January 1, 2014 Provisions

Related Issues

The broad market reforms outlined in the ACA take effect on January 1, 2014.  Individuals and families purchasing insurance in the individual market will be guaranteed coverage for pre-existing conditions, and their premiums cannot vary based on their gender or medical history.  There will also be subsidies to help consumers afford the cost of coverage, and new state-based health insurance exchanges will help consumers find the policies that best meet their needs.    

At the same time, other provisions take effect that will significantly increase the cost of coverage for individuals, families and employers.  The cumulative impact of all of these provisions increases the likelihood that some individuals will choose to purchase insurance only after they become sick or injured, further increasing the cost of coverage for everyone else with insurance.   

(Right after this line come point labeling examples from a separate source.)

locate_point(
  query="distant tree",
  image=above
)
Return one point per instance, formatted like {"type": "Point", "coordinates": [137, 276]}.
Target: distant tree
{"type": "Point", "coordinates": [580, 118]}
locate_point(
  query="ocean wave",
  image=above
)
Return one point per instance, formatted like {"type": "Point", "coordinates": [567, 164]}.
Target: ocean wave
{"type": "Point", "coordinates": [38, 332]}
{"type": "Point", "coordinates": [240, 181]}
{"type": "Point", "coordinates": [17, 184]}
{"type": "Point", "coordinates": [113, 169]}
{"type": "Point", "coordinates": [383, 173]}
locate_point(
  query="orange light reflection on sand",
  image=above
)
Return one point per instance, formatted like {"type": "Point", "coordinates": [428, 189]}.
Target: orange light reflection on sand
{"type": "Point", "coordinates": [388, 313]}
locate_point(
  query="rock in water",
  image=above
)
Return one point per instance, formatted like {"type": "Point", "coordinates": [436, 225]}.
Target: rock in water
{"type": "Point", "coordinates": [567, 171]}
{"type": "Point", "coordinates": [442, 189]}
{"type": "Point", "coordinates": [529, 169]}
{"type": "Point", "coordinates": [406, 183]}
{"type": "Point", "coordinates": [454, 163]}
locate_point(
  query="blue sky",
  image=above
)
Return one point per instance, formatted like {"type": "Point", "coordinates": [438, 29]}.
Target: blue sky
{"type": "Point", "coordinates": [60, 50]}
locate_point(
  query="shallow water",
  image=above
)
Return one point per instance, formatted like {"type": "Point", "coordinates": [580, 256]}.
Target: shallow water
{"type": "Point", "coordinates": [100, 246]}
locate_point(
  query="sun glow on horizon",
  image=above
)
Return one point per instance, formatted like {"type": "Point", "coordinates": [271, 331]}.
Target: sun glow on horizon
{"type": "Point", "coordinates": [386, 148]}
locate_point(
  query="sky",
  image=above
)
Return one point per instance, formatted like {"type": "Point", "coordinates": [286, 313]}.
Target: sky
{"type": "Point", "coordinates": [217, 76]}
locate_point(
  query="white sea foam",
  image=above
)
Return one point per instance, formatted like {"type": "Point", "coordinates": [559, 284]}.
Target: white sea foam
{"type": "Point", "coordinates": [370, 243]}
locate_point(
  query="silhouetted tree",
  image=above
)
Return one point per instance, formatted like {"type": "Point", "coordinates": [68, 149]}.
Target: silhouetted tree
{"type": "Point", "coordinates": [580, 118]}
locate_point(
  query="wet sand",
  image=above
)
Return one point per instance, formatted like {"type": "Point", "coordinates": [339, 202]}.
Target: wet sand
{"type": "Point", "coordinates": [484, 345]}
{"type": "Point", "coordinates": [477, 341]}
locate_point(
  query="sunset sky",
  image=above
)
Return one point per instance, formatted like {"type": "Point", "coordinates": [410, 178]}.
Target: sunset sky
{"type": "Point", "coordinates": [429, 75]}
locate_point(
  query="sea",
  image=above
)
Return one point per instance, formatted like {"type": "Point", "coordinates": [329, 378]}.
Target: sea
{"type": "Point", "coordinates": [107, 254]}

These 2014 provisions will raise costs and cause disruption unless they are addressed:

Sales tax on individual and small business health insurance

Beginning in 2014, the ACA imposes a massive new tax on health insurance plans that sell policies to individuals, small businesses and beneficiaries enrolled in Medicare and Medicaid managed care.  The Congressional Budget Office (CBO) has said that this tax will be passed along to consumers in the form of higher health insurance premiums. 

Age rating restrictions

Older patients typically utilize more, and higher cost health care services than younger patients. One way states can ensure that coverage remains affordable for everyone is to support the use of age rating bands that spread premium costs over a range of age groups. For example, in a state with a 5:1 age band, the ratio limits the amount an older individual will pay to no more than five times what a younger individual pays in premium dollars.

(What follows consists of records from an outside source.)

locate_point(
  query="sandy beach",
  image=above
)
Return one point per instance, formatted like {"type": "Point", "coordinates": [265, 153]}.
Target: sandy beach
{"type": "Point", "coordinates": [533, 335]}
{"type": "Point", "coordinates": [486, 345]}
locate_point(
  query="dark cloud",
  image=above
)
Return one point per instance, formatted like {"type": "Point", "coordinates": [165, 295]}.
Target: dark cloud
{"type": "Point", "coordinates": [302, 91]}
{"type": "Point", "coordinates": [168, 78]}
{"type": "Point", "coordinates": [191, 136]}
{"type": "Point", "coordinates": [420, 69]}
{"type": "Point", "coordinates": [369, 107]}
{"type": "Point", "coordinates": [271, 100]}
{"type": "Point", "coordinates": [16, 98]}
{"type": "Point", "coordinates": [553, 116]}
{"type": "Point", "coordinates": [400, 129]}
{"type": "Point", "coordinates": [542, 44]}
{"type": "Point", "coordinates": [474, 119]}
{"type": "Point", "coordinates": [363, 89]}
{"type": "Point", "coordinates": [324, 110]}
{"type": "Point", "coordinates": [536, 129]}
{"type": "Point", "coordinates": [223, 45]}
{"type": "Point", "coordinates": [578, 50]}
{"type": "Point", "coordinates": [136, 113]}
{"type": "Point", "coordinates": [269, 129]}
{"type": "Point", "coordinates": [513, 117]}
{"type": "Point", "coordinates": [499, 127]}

The ACA limits the age band to 3:1 starting on January 1, 2014.  Consequently, premiums will spike for young adults – the very people experts agree are needed to help balance out the insurance risk pool.  For example, moving from a 5:1 age band to a 3:1 age band will cause premiums to increase significantly for individuals under the age of 30 – potentially outweighing any subsidy benefit that may be available under the ACA.

Younger individuals and families that are subject to rate shock are likely to decide against getting coverage or may drop their existing health care plan.  This will further drive up the cost of coverage for everyone else in the insurance pool.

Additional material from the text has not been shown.